Presentation, Connectivity and Cooling
On the outside, the PG35VQ keeps things consistent with other Asus gaming displays. The back is adorned with Republic of Gamers graphics, including RGB elements that are designed to reflect above, below and behind the panel (don't worry, this can all be turned off), while the easy-to-assemble stand offers decent versatility. Height adjustment is supported at up to 100mm, there's up to 35º of swivel in either direction, plus the ability to tilt between -5º and +20º.
Those who enjoy the illumination will find it easy to customise or synchronise effects via the Asus Aura app, while those who prefer a less ostentatious environment will be grateful the front of the display is comparatively sleek.

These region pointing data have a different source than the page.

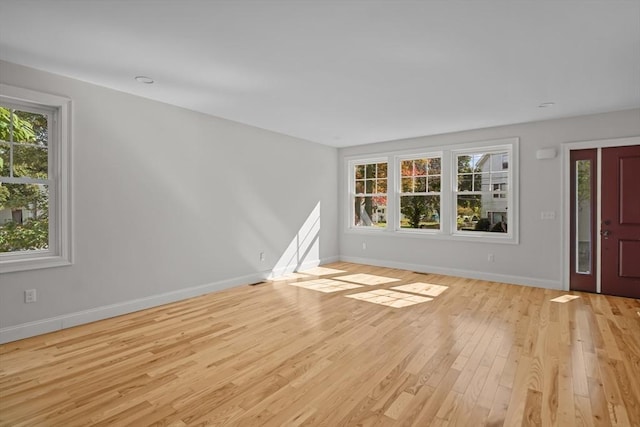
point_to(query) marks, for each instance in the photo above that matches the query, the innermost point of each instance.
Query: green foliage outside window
(28, 228)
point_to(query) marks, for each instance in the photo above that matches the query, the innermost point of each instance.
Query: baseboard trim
(479, 275)
(52, 324)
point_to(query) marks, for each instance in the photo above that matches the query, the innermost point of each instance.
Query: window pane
(406, 167)
(497, 162)
(370, 211)
(382, 170)
(407, 185)
(500, 178)
(464, 164)
(482, 212)
(369, 186)
(30, 161)
(481, 182)
(434, 183)
(583, 216)
(24, 217)
(371, 171)
(434, 166)
(464, 182)
(30, 127)
(420, 212)
(420, 167)
(4, 159)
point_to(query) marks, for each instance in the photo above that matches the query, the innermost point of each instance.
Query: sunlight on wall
(304, 249)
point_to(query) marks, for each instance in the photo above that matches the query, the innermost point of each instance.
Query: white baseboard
(39, 327)
(479, 275)
(52, 324)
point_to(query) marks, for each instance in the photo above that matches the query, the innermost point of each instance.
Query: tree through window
(24, 179)
(370, 195)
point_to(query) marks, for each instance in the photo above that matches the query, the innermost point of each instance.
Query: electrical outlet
(30, 296)
(547, 215)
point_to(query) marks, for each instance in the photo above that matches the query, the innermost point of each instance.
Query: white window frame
(448, 191)
(511, 236)
(352, 192)
(60, 251)
(398, 190)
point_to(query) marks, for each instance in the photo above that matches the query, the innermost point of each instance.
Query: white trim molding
(60, 250)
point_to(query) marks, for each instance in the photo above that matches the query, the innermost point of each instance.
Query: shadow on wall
(304, 250)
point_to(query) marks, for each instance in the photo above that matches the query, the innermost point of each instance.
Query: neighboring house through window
(464, 191)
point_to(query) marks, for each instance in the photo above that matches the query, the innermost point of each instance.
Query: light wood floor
(480, 353)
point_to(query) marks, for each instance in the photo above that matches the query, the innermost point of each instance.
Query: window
(369, 194)
(34, 179)
(459, 192)
(482, 191)
(420, 181)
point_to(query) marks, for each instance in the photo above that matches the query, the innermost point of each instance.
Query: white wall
(166, 200)
(537, 259)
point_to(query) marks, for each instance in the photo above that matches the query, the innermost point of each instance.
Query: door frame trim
(566, 199)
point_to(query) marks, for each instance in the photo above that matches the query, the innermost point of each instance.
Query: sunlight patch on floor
(321, 271)
(368, 279)
(325, 285)
(422, 288)
(565, 298)
(389, 298)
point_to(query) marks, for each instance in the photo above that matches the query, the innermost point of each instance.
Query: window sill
(477, 237)
(32, 263)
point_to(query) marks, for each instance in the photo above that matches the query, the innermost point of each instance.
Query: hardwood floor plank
(479, 354)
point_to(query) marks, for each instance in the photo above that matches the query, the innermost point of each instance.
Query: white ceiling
(344, 72)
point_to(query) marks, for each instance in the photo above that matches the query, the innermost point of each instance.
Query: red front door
(620, 227)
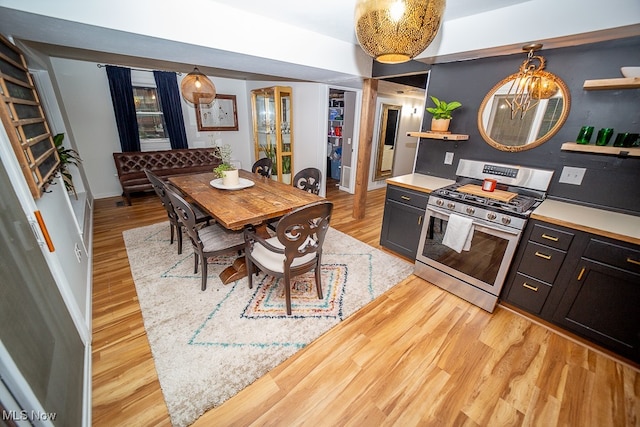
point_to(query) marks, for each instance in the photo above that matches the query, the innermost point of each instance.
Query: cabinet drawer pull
(538, 254)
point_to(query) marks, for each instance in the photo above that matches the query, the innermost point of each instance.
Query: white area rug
(207, 346)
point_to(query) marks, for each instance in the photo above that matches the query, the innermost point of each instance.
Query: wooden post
(367, 120)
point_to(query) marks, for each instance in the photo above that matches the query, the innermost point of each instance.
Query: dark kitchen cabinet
(581, 282)
(402, 221)
(602, 298)
(537, 264)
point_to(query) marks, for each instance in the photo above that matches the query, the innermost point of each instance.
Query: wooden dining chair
(295, 249)
(174, 223)
(263, 167)
(308, 180)
(209, 241)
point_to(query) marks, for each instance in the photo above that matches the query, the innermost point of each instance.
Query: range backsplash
(610, 181)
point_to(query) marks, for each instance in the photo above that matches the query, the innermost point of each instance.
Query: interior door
(39, 341)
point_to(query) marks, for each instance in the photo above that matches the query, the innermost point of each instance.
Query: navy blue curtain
(124, 108)
(167, 85)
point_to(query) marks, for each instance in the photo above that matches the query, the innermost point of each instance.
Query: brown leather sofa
(166, 163)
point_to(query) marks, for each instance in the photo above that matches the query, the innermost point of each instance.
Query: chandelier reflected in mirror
(395, 31)
(196, 88)
(530, 85)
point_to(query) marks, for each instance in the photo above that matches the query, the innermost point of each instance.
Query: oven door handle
(476, 222)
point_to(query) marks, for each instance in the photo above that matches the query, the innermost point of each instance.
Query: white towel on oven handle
(459, 233)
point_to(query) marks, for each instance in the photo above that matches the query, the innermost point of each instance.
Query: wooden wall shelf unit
(605, 84)
(443, 136)
(616, 151)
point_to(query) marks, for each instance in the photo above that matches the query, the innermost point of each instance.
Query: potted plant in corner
(68, 156)
(441, 114)
(226, 170)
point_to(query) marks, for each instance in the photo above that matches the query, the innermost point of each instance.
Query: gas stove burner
(520, 204)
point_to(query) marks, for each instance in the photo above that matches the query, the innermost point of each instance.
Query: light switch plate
(448, 158)
(571, 175)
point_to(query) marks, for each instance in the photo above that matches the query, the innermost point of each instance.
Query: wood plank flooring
(415, 356)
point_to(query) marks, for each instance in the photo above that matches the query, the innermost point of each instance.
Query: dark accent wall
(610, 181)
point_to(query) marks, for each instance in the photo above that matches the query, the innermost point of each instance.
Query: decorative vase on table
(230, 178)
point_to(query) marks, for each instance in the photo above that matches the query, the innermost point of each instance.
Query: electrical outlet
(572, 175)
(448, 158)
(78, 252)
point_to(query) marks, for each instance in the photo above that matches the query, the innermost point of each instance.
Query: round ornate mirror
(507, 131)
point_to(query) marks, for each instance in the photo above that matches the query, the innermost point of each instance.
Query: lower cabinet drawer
(528, 293)
(541, 262)
(622, 257)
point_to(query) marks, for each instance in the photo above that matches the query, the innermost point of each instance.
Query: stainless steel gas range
(469, 235)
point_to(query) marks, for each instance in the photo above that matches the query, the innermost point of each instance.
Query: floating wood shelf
(616, 151)
(604, 84)
(443, 136)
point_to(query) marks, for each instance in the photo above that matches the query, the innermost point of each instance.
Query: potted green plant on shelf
(68, 156)
(270, 152)
(286, 169)
(226, 170)
(441, 114)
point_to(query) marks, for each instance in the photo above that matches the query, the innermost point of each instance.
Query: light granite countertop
(591, 220)
(419, 182)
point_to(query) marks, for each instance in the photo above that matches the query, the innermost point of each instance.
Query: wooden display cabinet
(273, 129)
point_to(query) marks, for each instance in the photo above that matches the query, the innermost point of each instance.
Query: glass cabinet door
(272, 129)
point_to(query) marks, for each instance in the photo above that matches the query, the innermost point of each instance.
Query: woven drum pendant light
(395, 31)
(196, 88)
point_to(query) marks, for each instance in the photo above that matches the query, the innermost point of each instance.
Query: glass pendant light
(196, 88)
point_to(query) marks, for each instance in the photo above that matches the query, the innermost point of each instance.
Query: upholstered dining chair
(263, 167)
(209, 241)
(176, 226)
(295, 249)
(308, 180)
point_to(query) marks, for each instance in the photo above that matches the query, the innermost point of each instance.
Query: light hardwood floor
(415, 356)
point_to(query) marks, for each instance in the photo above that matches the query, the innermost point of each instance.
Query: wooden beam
(369, 95)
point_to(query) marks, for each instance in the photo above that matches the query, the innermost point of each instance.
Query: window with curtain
(152, 127)
(148, 109)
(149, 115)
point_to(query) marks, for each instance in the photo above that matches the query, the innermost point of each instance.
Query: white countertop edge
(597, 219)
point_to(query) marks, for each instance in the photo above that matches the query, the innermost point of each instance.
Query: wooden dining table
(236, 209)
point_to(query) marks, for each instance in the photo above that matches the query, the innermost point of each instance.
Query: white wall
(84, 89)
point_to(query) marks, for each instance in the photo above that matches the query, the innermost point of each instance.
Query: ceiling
(62, 29)
(334, 18)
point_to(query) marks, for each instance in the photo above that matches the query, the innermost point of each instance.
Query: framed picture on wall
(221, 114)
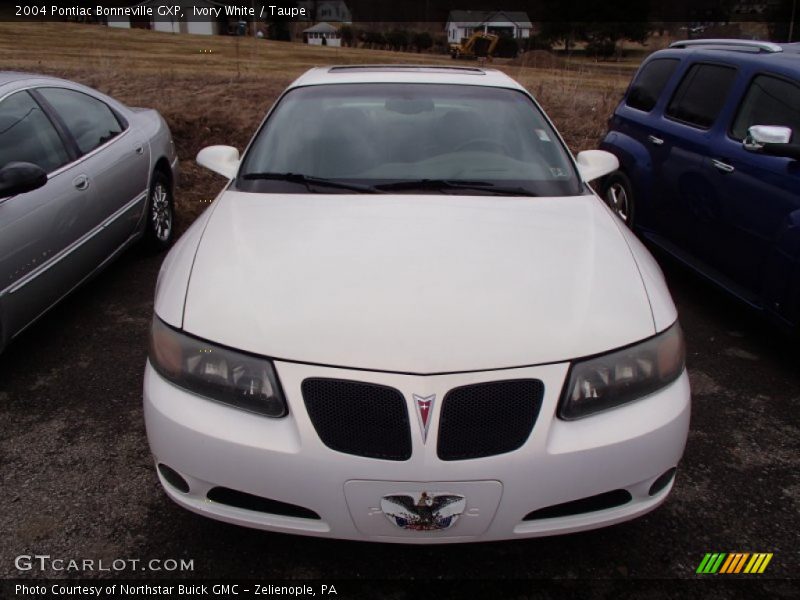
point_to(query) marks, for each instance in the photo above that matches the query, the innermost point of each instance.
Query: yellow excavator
(478, 45)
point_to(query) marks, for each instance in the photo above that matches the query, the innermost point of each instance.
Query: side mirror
(220, 159)
(593, 164)
(21, 177)
(773, 140)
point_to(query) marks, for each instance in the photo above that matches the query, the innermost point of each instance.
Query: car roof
(406, 74)
(12, 76)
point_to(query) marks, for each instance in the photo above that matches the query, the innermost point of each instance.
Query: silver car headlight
(622, 376)
(234, 378)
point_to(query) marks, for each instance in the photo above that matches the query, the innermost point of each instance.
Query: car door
(42, 231)
(116, 156)
(759, 230)
(633, 134)
(685, 200)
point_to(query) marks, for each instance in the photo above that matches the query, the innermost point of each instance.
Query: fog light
(662, 481)
(173, 478)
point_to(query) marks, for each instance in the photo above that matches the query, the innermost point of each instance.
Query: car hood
(415, 284)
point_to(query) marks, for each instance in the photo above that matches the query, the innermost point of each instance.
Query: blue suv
(708, 140)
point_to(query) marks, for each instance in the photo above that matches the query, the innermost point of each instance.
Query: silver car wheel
(161, 212)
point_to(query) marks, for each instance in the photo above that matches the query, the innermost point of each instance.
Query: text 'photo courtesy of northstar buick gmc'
(408, 318)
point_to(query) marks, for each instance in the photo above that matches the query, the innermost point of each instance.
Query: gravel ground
(78, 482)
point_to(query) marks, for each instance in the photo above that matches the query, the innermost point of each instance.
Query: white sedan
(408, 318)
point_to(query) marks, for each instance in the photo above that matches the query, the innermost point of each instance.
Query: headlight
(220, 374)
(623, 376)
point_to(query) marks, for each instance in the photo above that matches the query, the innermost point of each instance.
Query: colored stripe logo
(734, 562)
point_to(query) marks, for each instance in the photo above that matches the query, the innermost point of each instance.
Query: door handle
(724, 167)
(81, 182)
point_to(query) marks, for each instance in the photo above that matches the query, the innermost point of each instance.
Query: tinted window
(650, 83)
(769, 101)
(27, 135)
(701, 95)
(90, 121)
(376, 133)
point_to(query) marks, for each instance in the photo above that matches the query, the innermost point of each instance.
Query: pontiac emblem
(423, 511)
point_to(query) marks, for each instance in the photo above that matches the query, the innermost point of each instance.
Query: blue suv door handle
(724, 167)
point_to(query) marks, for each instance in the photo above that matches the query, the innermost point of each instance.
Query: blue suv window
(769, 101)
(649, 84)
(701, 94)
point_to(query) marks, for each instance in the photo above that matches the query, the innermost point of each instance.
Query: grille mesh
(486, 419)
(364, 419)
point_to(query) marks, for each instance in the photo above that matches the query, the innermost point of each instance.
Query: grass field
(215, 90)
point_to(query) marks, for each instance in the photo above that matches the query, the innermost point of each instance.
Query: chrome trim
(19, 284)
(765, 46)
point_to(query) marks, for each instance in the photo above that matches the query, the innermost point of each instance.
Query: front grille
(247, 501)
(486, 419)
(364, 419)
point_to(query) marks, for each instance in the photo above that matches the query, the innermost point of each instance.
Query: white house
(330, 11)
(463, 23)
(322, 34)
(187, 23)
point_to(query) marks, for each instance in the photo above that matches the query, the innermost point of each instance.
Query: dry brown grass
(215, 90)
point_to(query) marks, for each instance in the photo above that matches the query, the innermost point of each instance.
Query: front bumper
(211, 445)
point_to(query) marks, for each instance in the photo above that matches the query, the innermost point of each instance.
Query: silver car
(82, 177)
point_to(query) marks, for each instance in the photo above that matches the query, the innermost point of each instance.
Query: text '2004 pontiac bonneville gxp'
(407, 318)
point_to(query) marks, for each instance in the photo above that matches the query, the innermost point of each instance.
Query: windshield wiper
(311, 182)
(450, 184)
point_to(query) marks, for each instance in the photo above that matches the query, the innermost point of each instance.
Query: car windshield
(407, 138)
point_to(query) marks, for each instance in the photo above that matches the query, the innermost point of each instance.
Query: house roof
(479, 17)
(321, 28)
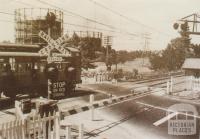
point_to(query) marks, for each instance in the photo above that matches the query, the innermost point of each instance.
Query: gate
(34, 127)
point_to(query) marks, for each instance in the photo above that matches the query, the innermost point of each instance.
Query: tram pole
(49, 82)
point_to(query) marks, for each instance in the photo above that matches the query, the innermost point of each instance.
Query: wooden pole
(92, 108)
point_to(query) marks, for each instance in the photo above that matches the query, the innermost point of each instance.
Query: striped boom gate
(95, 105)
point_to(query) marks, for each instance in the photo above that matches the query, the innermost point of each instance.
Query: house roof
(191, 63)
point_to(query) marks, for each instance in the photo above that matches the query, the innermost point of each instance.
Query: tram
(22, 69)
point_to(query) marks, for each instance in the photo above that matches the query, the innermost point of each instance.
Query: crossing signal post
(107, 42)
(51, 69)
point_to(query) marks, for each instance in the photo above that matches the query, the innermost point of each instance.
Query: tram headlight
(51, 72)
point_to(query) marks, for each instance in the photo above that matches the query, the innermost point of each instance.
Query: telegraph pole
(146, 37)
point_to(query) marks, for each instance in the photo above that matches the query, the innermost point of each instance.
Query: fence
(33, 127)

Bezels on the top and sides are suitably thin, the subtle 1800R curve does a fine job of enhancing the panoramic feel, and the joystick for navigating the on-screen display is both conveniently located and intuitive to use.
What's surprising for a £2,700 solution is that connectivity is somewhat sparse. Display inputs are limited to just one HDMI 2.0 and one DisplayPort 1.4, alongside a headphone jack, USB 3.0 upstream and two USB 3.0 downstream. All the ports are neatly hidden behind a removable plastic cover, however the USB jacks aren't easy to reach, and we'd have liked at least one port lining the side of the panel.
Connectivity could be improved, but our biggest gripe has to be the fan that is mounted in the back of the panel. Much like Acer's Predator X27, the Asus display requires active cooling, and though the fan is often described as reasonably quiet, I'm of the opinion monitors ought to be silent, and I'm hoping fan-cooled displays don't become a trend. Sat right in front of the screen, I can hear it at all times, and to make matters worse, the fan keeps spinning for a further 15 minutes after the PC is turned off.
Fan noise is going to be a divisive issue - some claim not to hear it, while I find it unmistakable - but the bigger hurdle is that Asus isn't the only manufacturer bringing a 35in UWQHD 200Hz display to market. Acer's Predator X35 is also starting to filter through to retail and offers the same underlying panel for £2,200, making the Asus premium all the more difficult to justify.